The Weakest Square (pt. 2)
The erosion of human endeavour by agentic automation. An exploration continued by Jake Jones.
The ChatGPT moment
It was a rainy day in Paris in November 2022 when AI first passed the Turing test. That morning, my co-founder Lili asked if I had seen the latest model release from OpenAI.
They’re calling it ChatGPT, she said. Because, you can just… talk to it.
I said, It’s just a chatbot?
She shrugged.
Later, it was raining and growing dark. I found shelter in a café and ordered a filter coffee and perched on a stool by the window facing the Paris streets and flipped open my laptop and searched “ChatGPT”.
Hello, I typed.
ChatGPT responded, Hey there! How can I help you today? :)
Some time later I glanced at my phone and noticed two hours had passed and my coffee was cold and untouched. In those two hours I learned that under the right conditions AI now could absolutely, unequivocally pass for a human operator. I also learned that for anything material, it was utterly useless.
I breathed a sigh of relief.
Two weeks later, we pivoted the entire company to AI.
The Ceiling
I wasn’t worried. For me, this was a new technology paradigm and the opportunity was immense and the outputs of these models were impressive, in many cases inexplicably so, but at no point in those early days did I perceive large language models as anything more than clever algorithms, better computers.
I remember listening to Roger Penrose on a podcast. I was on the U-Bahn and it was dark outside so I could see myself in the black mirror of the train window dark eyed and tired. Penrose described consciousness as non-computable. He said, The human mind is not an algorithm, you can’t make sense of it so simply as circuitry. He said, There is something happening when we think, really think, that cannot be reproduced by making a algorithm more complex or more complete.
I forget the detail now, but it was something about the physics of it. The term “Orch OR”. Something fundamental happening at a level so unimaginably small that everything Newton taught us got turned on its head.
What I took from this: There was a ceiling to what silicon could do, and everything that mattered about being human was above it.
Nearly two years passed.
The models got deeper. I watched them get better at contract review. At summarising case law. At triaging legal queries that would have taken a junior lawyer an afternoon.
Then one afternoon I asked a model to write a poem in the style of Philip Larkin.

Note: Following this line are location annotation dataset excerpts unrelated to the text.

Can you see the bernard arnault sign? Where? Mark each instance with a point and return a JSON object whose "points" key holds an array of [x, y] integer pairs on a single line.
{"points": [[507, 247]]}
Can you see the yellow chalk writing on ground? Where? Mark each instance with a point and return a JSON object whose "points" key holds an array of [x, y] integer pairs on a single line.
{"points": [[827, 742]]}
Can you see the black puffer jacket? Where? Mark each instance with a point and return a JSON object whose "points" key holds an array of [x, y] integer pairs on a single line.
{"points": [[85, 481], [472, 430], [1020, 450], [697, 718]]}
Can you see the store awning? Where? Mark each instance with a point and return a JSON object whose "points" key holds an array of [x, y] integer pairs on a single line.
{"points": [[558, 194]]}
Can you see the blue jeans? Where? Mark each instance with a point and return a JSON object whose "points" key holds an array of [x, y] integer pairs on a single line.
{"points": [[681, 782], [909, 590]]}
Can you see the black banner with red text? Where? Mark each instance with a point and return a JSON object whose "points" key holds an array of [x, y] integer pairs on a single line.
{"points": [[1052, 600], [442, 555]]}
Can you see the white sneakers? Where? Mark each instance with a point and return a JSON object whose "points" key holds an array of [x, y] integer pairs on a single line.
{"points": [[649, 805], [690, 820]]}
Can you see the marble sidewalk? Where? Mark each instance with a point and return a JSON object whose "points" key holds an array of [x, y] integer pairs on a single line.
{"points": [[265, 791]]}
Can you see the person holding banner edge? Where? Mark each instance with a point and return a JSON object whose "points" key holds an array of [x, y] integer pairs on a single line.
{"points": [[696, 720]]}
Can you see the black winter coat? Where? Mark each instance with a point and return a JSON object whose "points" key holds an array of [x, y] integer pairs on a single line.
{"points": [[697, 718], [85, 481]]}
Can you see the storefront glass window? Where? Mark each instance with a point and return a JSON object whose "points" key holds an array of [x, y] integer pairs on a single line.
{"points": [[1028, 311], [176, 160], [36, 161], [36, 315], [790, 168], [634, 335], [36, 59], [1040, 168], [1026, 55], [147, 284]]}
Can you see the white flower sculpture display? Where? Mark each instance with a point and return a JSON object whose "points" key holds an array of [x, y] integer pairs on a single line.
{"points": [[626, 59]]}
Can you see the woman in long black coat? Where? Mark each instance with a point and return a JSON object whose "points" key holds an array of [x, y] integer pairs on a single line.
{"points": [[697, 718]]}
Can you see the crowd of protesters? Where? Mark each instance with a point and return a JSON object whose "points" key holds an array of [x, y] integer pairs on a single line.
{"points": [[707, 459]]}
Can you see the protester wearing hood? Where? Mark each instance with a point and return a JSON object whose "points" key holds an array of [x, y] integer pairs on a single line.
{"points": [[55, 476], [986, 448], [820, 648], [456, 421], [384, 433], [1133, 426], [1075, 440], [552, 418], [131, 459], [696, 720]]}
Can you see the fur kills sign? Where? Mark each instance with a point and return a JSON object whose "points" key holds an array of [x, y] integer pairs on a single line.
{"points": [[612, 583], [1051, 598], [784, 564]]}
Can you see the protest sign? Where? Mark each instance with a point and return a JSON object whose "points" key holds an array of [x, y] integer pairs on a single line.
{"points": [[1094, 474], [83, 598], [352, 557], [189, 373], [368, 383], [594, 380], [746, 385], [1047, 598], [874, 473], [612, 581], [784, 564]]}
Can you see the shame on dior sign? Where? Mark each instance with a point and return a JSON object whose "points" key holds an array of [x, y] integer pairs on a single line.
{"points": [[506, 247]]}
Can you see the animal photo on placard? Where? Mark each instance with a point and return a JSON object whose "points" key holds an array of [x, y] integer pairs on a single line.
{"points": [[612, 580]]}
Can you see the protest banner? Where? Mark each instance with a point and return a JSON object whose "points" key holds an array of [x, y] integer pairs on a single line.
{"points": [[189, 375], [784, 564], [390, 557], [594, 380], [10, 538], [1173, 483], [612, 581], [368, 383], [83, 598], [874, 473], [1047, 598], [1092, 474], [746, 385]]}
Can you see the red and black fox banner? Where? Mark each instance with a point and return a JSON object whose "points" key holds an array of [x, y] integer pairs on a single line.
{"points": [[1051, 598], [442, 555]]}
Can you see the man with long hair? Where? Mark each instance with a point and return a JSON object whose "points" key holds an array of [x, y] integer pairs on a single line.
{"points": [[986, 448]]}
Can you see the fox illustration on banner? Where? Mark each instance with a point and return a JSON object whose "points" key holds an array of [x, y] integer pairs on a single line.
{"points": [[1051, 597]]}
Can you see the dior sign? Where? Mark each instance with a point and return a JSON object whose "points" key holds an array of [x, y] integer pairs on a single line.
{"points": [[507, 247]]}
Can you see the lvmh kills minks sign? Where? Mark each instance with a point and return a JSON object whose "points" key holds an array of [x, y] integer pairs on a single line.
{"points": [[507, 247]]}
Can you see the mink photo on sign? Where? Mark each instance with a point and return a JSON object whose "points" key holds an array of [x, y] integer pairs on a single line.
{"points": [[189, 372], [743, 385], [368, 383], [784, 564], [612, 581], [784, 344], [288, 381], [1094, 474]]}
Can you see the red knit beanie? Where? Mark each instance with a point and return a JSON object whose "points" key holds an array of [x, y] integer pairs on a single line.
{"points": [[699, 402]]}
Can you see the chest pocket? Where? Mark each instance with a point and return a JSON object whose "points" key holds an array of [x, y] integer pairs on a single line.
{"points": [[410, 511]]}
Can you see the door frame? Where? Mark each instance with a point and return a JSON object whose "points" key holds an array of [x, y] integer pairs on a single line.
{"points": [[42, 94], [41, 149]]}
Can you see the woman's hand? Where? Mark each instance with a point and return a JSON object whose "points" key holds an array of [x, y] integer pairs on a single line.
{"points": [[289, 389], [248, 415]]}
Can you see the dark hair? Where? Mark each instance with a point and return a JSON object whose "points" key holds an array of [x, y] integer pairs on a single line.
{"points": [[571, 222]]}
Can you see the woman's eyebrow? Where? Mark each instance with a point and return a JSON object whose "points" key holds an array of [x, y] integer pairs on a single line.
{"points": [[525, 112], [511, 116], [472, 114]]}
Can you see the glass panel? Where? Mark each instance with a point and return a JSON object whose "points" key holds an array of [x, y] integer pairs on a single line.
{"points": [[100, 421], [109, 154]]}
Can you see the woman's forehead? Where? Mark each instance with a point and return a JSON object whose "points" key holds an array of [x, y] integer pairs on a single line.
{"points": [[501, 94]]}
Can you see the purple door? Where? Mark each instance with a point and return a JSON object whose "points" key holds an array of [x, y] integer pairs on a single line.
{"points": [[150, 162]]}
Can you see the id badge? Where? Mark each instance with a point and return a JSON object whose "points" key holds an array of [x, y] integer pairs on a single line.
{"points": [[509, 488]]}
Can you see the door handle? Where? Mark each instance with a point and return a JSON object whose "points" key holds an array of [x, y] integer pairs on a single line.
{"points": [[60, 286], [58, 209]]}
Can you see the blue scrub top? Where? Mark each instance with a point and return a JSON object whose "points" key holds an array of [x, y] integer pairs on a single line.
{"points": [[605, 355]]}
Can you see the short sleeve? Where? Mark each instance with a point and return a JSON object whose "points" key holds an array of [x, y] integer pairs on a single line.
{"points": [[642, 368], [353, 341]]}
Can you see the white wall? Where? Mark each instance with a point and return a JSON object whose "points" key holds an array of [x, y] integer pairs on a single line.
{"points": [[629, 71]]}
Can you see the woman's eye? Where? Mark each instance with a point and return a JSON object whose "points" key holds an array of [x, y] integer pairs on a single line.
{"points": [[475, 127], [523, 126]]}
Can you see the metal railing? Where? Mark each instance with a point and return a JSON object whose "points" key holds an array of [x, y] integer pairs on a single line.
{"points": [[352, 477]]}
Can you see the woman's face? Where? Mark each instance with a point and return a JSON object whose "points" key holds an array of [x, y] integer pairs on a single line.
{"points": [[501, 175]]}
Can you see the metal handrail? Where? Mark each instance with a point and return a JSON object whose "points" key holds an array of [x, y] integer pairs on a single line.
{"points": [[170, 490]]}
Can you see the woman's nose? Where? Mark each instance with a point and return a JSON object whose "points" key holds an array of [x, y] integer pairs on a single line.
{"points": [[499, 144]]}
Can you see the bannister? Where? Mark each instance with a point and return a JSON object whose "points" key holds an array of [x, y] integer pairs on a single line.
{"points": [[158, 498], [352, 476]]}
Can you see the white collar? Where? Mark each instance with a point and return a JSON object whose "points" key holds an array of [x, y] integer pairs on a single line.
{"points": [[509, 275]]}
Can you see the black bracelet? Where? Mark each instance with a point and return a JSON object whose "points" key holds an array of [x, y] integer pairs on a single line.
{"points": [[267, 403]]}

The poem appeared in seven seconds. It wasn’t Larkin. But it had the rhythm. It had the resignation. It had that thing he does where a line turns ordinary and devastating at the same time.
It was not a good poem. Instead, it had the shimmer of greatness.
I read it twice. I searched for the seam, the place where the machine showed through.
I couldn’t find it.
But this thing poets do, I thought. That is not computable.
The weakest square
There is a concept in mathematics called the coastline paradox. Measure the coast of Britain with a mile-long ruler and you get one number. Measure it with a foot-long ruler and you get a larger number. Measure it with a ruler the length of a grain of sand and the coast is longer still. The closer you look, the more structure you find. There is no point at which the detail resolves into smoothness. It is structure all the way down.
This is what is happening to work.
Before AI, automation could only see with the mile-long ruler. Workflows. Processes. Big visible blocks of repetition: move this file here, send this email there, run this calculation every month. If a task had any texture to it, any ambiguity, any moment where a human had to pause and decide, it was safe. Automation couldn’t zoom in far enough to see the structure inside the decision.
AI is a shorter ruler.
What looked like a single act of judgement (a lawyer reading a contract, an analyst weighing a risk, a strategist choosing a direction) turns out, when you zoom in far enough, to have structure. Not obvious structure. Not the kind you can draw on a whiteboard. But structure. A series of micro-decisions, each one following a logic, each one decomposable into something that looks, at sufficient magnification, like: if this, then that.
The work was never simple. I am not saying that. The work was genuinely, legitimately complex. But complexity is not the same thing as non-computability. Complexity just means the ruler needs to be shorter.
And the ruler is getting shorter every day.